Well. That made me blush.
His tattoo was beautiful, and the art of it even more amazing when I stepped close to Avery and touched it, following the swoop of the wings, and then the tail-feathers. My fingers explored what I couldn’t see, how skillfully the artist had used ink to hide scars.
Avery stood still, seemed to be holding his breath.
I touched his nipple, then leaned close and licked it. My hand could feel the flutter of his heart. “This tattoo is pretty sneaky,” I said.
His chest rose as he took a breath. “I needed it,” he said. “I needed all of it to feel even remotely okay.”
I didn’t know much about this topic, but I believed him. “I think I need you, to feel even remotely okay. Is it too soon to say that out loud?”
“Maybe, but I don’t care. Are you sure you’re okay with this?”
“With this?” I patted his chest. “Of course. It’s beautiful.”
“No, I mean, well… there’s other stuff. I have no plans to get bottom surgery. I like my body exactly the way it is now.”

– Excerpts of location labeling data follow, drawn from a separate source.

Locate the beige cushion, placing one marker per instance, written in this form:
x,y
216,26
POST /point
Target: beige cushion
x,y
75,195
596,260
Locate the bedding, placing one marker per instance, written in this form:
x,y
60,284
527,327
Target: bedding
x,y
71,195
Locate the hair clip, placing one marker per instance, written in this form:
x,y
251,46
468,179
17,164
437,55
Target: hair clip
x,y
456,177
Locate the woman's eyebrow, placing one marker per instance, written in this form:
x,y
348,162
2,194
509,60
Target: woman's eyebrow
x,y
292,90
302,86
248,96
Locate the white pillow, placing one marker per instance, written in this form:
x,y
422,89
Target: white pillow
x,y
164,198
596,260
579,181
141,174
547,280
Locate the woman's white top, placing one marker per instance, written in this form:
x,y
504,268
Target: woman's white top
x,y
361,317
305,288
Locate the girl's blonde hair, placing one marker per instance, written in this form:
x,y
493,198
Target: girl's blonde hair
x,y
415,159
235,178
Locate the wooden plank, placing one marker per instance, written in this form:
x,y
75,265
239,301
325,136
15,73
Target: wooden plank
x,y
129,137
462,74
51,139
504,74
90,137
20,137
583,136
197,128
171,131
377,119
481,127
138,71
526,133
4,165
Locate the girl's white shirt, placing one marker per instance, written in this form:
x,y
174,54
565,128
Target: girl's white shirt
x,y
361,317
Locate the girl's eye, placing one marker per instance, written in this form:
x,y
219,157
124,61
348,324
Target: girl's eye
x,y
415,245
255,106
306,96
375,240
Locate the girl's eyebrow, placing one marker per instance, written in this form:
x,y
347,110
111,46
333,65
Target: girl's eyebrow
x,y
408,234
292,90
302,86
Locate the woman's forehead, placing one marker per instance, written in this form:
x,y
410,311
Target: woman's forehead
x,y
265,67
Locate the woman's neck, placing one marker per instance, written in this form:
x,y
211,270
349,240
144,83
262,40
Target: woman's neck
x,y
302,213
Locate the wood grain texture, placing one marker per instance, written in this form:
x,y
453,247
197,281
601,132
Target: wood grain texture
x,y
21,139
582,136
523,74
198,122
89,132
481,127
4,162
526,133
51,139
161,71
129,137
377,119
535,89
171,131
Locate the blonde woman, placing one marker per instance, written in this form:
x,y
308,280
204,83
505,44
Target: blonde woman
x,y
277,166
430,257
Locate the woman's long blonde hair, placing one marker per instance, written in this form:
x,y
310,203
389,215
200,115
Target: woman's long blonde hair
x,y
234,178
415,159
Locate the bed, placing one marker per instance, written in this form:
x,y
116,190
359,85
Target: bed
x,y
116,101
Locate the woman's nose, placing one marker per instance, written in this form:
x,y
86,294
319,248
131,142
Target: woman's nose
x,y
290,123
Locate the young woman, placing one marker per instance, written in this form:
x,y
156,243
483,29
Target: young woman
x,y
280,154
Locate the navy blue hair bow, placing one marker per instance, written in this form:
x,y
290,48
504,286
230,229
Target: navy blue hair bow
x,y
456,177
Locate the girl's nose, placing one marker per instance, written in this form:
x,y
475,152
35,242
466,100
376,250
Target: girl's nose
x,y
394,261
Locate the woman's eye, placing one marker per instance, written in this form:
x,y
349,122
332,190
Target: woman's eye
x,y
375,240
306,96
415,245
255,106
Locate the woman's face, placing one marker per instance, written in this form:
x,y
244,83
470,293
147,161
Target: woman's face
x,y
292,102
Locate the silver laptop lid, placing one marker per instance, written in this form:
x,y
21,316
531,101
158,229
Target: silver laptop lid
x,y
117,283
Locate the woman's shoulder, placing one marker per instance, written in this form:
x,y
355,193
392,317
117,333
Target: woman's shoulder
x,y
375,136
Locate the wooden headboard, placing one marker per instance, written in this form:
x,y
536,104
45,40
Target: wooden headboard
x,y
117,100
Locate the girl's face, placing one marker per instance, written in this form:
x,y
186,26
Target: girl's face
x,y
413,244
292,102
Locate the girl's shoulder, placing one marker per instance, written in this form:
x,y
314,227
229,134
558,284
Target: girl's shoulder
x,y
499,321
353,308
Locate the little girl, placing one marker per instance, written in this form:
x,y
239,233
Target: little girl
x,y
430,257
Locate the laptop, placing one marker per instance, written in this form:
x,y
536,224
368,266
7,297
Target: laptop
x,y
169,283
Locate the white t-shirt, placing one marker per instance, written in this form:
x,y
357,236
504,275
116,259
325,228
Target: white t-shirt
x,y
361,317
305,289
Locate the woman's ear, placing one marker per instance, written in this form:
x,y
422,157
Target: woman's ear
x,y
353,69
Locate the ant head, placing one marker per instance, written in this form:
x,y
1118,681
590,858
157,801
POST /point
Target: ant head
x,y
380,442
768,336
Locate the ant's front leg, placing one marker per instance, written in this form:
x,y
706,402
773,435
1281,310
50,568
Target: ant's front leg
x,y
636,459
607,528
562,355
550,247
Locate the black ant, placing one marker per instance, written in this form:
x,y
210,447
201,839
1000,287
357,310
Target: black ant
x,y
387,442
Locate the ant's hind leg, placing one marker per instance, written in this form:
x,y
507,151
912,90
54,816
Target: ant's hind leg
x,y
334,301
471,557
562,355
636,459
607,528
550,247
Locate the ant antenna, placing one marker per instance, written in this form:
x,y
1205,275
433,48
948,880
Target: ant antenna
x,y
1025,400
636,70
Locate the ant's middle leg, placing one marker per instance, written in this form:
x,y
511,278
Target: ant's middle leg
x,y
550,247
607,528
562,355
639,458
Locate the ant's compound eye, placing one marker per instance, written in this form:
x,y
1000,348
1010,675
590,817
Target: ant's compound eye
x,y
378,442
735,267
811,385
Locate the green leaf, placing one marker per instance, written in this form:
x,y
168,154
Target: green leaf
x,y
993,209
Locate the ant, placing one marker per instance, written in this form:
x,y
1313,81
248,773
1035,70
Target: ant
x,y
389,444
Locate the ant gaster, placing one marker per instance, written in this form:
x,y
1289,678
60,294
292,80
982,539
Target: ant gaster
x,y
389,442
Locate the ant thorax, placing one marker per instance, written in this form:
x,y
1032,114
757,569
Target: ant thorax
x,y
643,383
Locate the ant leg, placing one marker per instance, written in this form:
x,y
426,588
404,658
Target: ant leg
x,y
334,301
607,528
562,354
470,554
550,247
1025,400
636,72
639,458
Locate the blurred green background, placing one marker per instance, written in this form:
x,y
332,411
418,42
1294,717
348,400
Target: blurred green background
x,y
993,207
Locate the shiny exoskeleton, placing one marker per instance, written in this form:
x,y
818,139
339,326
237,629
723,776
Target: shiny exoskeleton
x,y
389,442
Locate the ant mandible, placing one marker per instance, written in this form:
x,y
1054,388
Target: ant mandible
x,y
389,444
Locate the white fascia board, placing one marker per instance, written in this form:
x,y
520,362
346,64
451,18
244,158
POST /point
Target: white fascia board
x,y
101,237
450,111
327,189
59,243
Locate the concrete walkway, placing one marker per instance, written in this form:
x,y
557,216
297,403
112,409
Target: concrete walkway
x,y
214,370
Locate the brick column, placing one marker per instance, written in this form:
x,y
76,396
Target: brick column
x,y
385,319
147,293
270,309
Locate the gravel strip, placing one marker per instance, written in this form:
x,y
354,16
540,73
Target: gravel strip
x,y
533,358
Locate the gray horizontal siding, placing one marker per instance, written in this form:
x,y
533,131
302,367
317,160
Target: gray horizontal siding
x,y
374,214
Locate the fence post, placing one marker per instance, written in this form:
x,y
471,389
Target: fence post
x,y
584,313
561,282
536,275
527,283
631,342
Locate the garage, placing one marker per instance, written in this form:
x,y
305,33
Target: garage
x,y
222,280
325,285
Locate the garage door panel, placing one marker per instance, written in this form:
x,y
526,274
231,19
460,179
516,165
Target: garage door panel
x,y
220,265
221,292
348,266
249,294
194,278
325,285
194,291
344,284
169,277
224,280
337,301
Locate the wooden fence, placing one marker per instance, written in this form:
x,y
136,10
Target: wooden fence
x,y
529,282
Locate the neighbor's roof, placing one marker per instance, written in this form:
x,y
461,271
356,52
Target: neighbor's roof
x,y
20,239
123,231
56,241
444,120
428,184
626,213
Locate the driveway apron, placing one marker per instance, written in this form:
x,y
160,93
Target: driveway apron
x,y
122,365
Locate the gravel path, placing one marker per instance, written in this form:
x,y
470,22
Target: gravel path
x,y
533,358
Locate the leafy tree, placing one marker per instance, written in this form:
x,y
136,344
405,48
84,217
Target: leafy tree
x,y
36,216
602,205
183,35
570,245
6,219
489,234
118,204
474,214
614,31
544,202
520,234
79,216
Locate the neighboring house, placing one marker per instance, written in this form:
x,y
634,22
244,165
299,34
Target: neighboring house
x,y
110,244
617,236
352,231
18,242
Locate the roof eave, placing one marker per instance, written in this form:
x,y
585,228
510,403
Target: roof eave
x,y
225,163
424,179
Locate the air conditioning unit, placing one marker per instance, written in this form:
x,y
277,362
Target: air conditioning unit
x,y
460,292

“Avery, I don’t even know what that means.”
“It means I’m never letting a surgeon cut up my remaining girls parts to try to make boy parts. Sex will never be exactly normal for me.”
Oh.
Well.
“I’ve only ever had sex with you, and as you so bluntly told me, we’ve been having sex for days. And I kind of like it.”
“Only kind of?”
“Maybe a little more than that. Sir.”
His pupils flared.
He turned off the stove. “Jules. If you want dinner, you’d better eat right now.”
“I’m not hungry anymore. Are you?”
“Not for food. But I have a definite appetite for tying you to my bed.”
A very short time later my wrists were tied to the bedposts at the head of the bed, and my legs floated above my face, thighs spread wide. Avery had wound the red fabric around each leg, just above the knee, and tied the free ends to the headboard. Pretty sure ‘obscene’ was the correct word for a position like this. All my private bits were right there, unguarded and unprotected.